Napoli Pedala era lì presente insieme a più di duecentocinquanta associazioni provenienti da tutt’Italia: tante realtà diverse che, in sfilata dai Fori imperiali al Pantheon, hanno rivendiacato i propri diritti alla sicurezza stradale insieme a numerosi sportivi professionisti e al Commissario Tecnico della Federazione Ciclistica Italiana, Davide Cassani (foto a destra).

Il corteo, in un ambiente pacifico, ha rivendicato l’urgenza di più rispetto tra le diverse categorie di utenti della strada, la reale emergenza stradale in nome di più sicurezza e la necessità da parte delle politiche pubbliche di intervenire contro le città  teatri di strage quotidiana dovuta a chi guida il mezzo più forte.

 

 

Emergenza è stata ribadita all’alba della manifestazione anche da una lettera a Repubblica, da Marco Scarponi, fratello del campione del Giro d’Italia del 2011 Michele Scarponi, vittima innocente della strada il 22 aprile 2017 a Filottrano (AN).

Puntando il dito sulle “non scelte” della politica in favore di promozioni alternative all’automobile, Marco Scarponi ha invocato a un cambiamento di rotta : “Le morti sulla strada sono una scelta ben precisa della politica italiana degli ultimi 50 anni, come l’inquinamento che deriva dal traffico e l’occupazione da parte delle auto della quasi totalità dello spazio urbano e non solo…”.

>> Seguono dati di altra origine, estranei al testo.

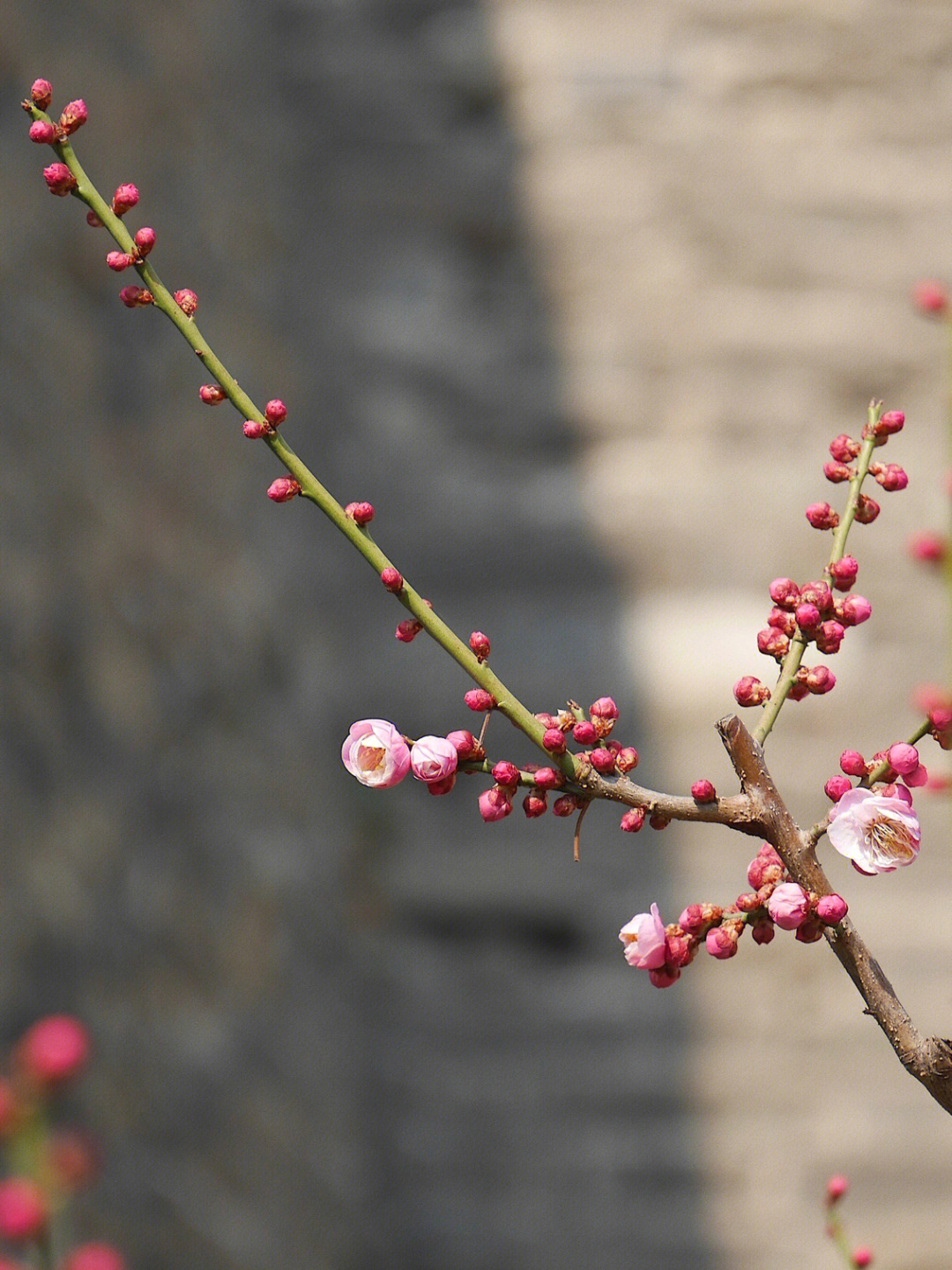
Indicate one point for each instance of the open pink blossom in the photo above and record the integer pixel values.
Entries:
(376, 753)
(433, 758)
(643, 940)
(879, 833)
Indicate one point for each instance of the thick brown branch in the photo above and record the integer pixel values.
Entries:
(928, 1059)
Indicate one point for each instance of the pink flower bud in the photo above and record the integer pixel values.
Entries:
(854, 609)
(837, 1188)
(407, 630)
(361, 513)
(495, 804)
(25, 1212)
(276, 413)
(74, 116)
(929, 297)
(764, 868)
(822, 516)
(893, 478)
(829, 637)
(837, 787)
(820, 680)
(505, 773)
(889, 423)
(433, 758)
(837, 473)
(632, 819)
(479, 643)
(462, 742)
(565, 805)
(548, 779)
(807, 617)
(626, 759)
(603, 761)
(145, 239)
(58, 179)
(772, 643)
(124, 199)
(844, 449)
(185, 300)
(42, 131)
(678, 952)
(534, 804)
(866, 510)
(788, 906)
(750, 691)
(721, 943)
(135, 296)
(903, 757)
(785, 594)
(831, 908)
(283, 489)
(818, 594)
(843, 573)
(42, 94)
(917, 778)
(782, 621)
(926, 548)
(376, 753)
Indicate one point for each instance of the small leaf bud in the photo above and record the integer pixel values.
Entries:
(124, 199)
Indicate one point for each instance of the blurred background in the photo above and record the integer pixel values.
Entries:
(576, 295)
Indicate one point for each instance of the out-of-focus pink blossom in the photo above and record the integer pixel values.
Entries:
(788, 906)
(643, 940)
(877, 832)
(376, 753)
(433, 759)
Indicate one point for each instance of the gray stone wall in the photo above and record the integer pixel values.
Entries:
(333, 1027)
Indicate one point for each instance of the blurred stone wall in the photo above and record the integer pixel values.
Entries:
(334, 1027)
(732, 202)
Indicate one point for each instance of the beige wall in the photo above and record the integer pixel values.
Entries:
(730, 202)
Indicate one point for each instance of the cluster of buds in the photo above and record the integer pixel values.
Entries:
(773, 900)
(52, 1162)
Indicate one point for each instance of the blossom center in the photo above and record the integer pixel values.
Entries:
(891, 839)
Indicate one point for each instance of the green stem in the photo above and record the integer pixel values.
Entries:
(507, 703)
(799, 644)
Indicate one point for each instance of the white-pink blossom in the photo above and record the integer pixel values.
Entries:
(643, 940)
(376, 753)
(433, 758)
(877, 832)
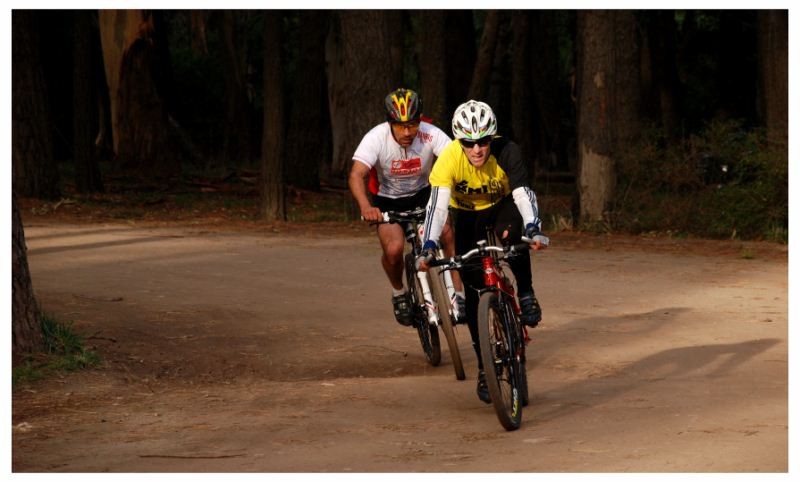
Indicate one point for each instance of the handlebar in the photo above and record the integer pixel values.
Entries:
(390, 217)
(544, 240)
(482, 249)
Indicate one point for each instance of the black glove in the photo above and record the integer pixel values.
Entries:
(532, 230)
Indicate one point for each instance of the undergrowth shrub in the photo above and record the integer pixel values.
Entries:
(726, 182)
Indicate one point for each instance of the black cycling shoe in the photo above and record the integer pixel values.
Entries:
(402, 310)
(531, 313)
(483, 390)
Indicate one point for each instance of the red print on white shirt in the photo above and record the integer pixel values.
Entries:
(406, 167)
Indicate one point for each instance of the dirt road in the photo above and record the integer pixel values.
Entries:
(231, 352)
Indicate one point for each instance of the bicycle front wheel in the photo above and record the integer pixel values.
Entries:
(501, 360)
(443, 302)
(428, 333)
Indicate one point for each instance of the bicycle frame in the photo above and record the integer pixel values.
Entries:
(412, 228)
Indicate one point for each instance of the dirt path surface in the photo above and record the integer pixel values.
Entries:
(237, 352)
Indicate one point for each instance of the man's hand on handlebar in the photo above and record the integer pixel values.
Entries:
(535, 237)
(428, 249)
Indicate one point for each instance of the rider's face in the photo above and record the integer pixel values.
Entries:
(405, 132)
(476, 153)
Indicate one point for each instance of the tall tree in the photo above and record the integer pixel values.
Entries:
(773, 49)
(34, 167)
(273, 204)
(308, 140)
(609, 102)
(521, 89)
(433, 65)
(659, 71)
(547, 91)
(236, 138)
(26, 325)
(460, 52)
(479, 87)
(85, 105)
(133, 55)
(359, 37)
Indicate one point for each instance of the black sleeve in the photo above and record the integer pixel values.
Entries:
(509, 157)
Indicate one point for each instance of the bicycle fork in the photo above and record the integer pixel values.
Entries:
(451, 291)
(430, 305)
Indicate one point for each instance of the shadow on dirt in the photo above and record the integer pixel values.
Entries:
(702, 363)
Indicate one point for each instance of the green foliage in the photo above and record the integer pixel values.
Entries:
(725, 182)
(63, 351)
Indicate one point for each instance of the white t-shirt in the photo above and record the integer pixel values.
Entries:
(402, 171)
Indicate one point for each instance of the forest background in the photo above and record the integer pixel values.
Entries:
(634, 121)
(654, 121)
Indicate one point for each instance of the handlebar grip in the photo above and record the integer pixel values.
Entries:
(544, 240)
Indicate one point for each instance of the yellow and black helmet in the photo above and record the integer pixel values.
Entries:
(403, 105)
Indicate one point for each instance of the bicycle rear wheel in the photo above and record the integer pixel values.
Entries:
(500, 360)
(428, 333)
(443, 302)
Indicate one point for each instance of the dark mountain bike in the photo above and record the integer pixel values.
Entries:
(503, 338)
(432, 296)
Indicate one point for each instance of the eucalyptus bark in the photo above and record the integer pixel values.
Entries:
(460, 51)
(26, 325)
(773, 49)
(479, 87)
(35, 172)
(308, 139)
(85, 105)
(273, 204)
(236, 137)
(132, 53)
(364, 56)
(608, 104)
(432, 63)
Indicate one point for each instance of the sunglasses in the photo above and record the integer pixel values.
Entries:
(407, 125)
(482, 142)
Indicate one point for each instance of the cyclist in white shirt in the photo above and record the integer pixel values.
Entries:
(400, 152)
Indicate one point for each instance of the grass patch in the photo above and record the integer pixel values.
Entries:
(64, 351)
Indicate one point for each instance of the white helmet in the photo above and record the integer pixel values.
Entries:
(474, 120)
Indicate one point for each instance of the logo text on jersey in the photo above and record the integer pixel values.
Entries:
(406, 167)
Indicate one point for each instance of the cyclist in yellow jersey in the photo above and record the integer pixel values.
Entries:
(484, 181)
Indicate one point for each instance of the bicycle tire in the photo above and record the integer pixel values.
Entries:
(443, 302)
(497, 343)
(428, 333)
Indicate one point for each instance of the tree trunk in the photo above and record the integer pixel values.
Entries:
(773, 47)
(34, 167)
(658, 70)
(432, 63)
(85, 106)
(365, 64)
(308, 113)
(25, 314)
(608, 100)
(460, 52)
(546, 90)
(236, 139)
(139, 121)
(479, 87)
(521, 89)
(273, 205)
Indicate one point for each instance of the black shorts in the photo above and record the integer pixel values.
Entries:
(408, 203)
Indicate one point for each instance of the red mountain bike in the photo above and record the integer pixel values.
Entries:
(503, 338)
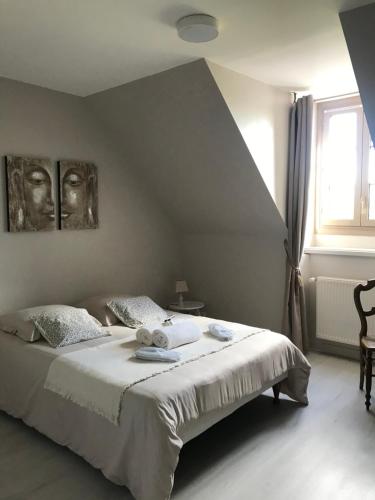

Una lettera-appello sulle reali necessità è stata inviata inoltre al Presidente della Repubblica Sergio Mattarella, per ribadire il concetto di sicurezza stradale come fondamento per una convivenza civile.

Sulla base di questi principi già mesi fa,  Napoli Pedala e molte altre associazioni equivalenti hanno sottoscritto un manifesto che racchiude in sé tutti questi principi cardine con l’intenzione e la prerogativa di battersi affinchè si rispetti quanto sottoscritto nel manifesto.

 

#RISPETTIAMOCINSTRADA, Insieme si può.